La mise au pas napoléonienne et la ghjustizia morandina

 
Pendant la période napoléonienne, la Corse n'est pas jugée sûre par Napoléon, car il sait pertinemment que le jeu des partis est actif, et qu’on est loin d’une adhésion unanime et irrévocable ; d’ailleurs le parti anglais n’est pas mort et s’agite, malgré le traité d'Amiens. Les Anglais, notamment l’amiral Nelson, sont présents dans l’îlot de la Maddalena en Sardaigne, et les émigrés y recrutent des Corses pour l'armée anglaise et le renseignement.  En conséquence, le pouvoir civil est soumis à l’autorité de l’envoyé extraordinaire du Premier Consul, le conseiller d’Etat Miot. La situation se durcit encore avec l’arrivée du Général Morand, en1803.

 Avec Miot puis Morand, les ordres du Premier Consul sont appliqués avec rigueur : la censure y est plus sourcilleuse qu’ailleurs, les tribunaux criminels sont supprimés et remplacés par une juridiction d'exception. Les troupes régulières, la gendarmerie et la garde nationale effectuent des expéditions punitives dans les montagnes. Lorsque le Général Morand succède à Miot de Melito, la mémoire corse retient le souvenir d’une tyrannie sans mesure. Mais quel en est le bilan réel ? Y a-t-on tué des milliers de Corses ou même des centaines ? Le bilan est bien plus maigre, et, certes, si la main fut lourde, elle n’est nullement comparable à ce que d’autres militaires en d’autres lieux ont pu faire. Jugeons-en plutôt.

 En 1803, pour lutter contre les menées de déstabilisation de la Corse, soit par l’action des royalistes, pro-Anglais, soit par celle de réfractaires à la conscription ou de bandits, un décret consulaire définit des pouvoirs de haute police qui permettent au Général Morand de gouverner de façon brutale et de réprimer sans respecter les procédures pénales.

 Tout d’abord, cette justice expéditive, l’absence des jurés, cela ne vous rappelle rien ? Allons, un effort…1755, année des expéditions de la Marcie, la ghjustizia paolina, qui n’est rien d’autre qu’une commission de justice ambulatoire adepte d’expéditions punitives armées. Lors de cet épisode, que l’on aime oublier, les exécutions et les destructions des maisons ou la destruction des biens d’une famille sont des pratiques utilisées, mais qui, d’ailleurs, ne se distinguent pas de ce qui était communément pratiqué.

 Revenons à notre imitateur, le Général Morand. D’aucuns imaginent ce dernier sacrifiant un homme par jour pendant les sept années de sa Ghjustizia Morandina, ce qui aurait provoqué un creux démographique de plus de 2500 âmes, et pourtant, en 1800 il y avait 164000 habitants en Corse et en 1810, 170000 habitants (recensements légaux). Voici la liste des actions de haute police que l’on a pu établir :

-   42 déserteurs arrêtés dont un ou deux fusillés (1803)
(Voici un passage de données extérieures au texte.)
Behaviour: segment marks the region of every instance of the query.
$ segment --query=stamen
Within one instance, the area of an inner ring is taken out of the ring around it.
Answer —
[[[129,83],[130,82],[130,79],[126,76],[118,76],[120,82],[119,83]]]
-   6 condamnations à mort par la Commission Militaire Spéciale pour intelligence avec l’ennemi et enlèvement

-   150 habitants du Fium’Orbo arrêtés après un affrontement entre paysans et gendarmes dont 10 condamnés à mort, une cinquantaine internés à Embrun (35 à 40 décès en prison, la grâce est accordée aux survivants en 1808)

-   environ 25 arrestations dans le cadre de la Conspiration d’Ajaccio en 1809 (4 condamnés à la prison à vie, 11 autres acquittés, 11 en résidence surveillées, 3 sont internés au Château d'If.

 Ainsi la ghjustizia morandina a fait moins de victimes en sept années que la révolte du Niolo dans les quelques mois de son déroulement en 1774. En réalité, Morand laissa un souvenir amplifié par trois caractéristiques particulières qui n’ont pas de relation avec l’ampleur supposée de la répression. Tout d’abord, il agit en autocrate, mêlant pouvoir exécutif et judiciaire. Ensuite, il est vrai que les juridictions occultèrent la fonction de jury alors même que la Corse paraissait pacifiée malgré les cabales et les complots vrais ou supposés. Enfin, il fut l’instrument d’une répression d’autant plus odieuse qu’elle était ordonnée par un Corse à l’encontre de ses compatriotes, même si le Général Morand a souvent outrepassé les instructions impériales.

 Pour être complet, il faut souligner que tout au long des ces années alternant le calme relatif et les poussées de fièvre, le maître mot pour qualifier ces événements est l’ambiguïté des auteurs des violences et des victimes. Sans doute, les résistants ont-ils de tout temps été qualifiés de terroristes ou de bandits, mais il semble avéré que de nombreux auteurs des événements violents de protestation se distinguaient alors mal de ceux qui pratiquaient le brigandage, les enlèvements, l’extorsion de rançon, à l’encontre des Corses eux-mêmes. A l’époque, le rançonnement n’était pas déguisé en impôt révolutionnaire, il était pris pour ce qu’il était tant par ceux qui le pratiquaient que par ceux qui le subissaient ou ceux qui le réprimaient.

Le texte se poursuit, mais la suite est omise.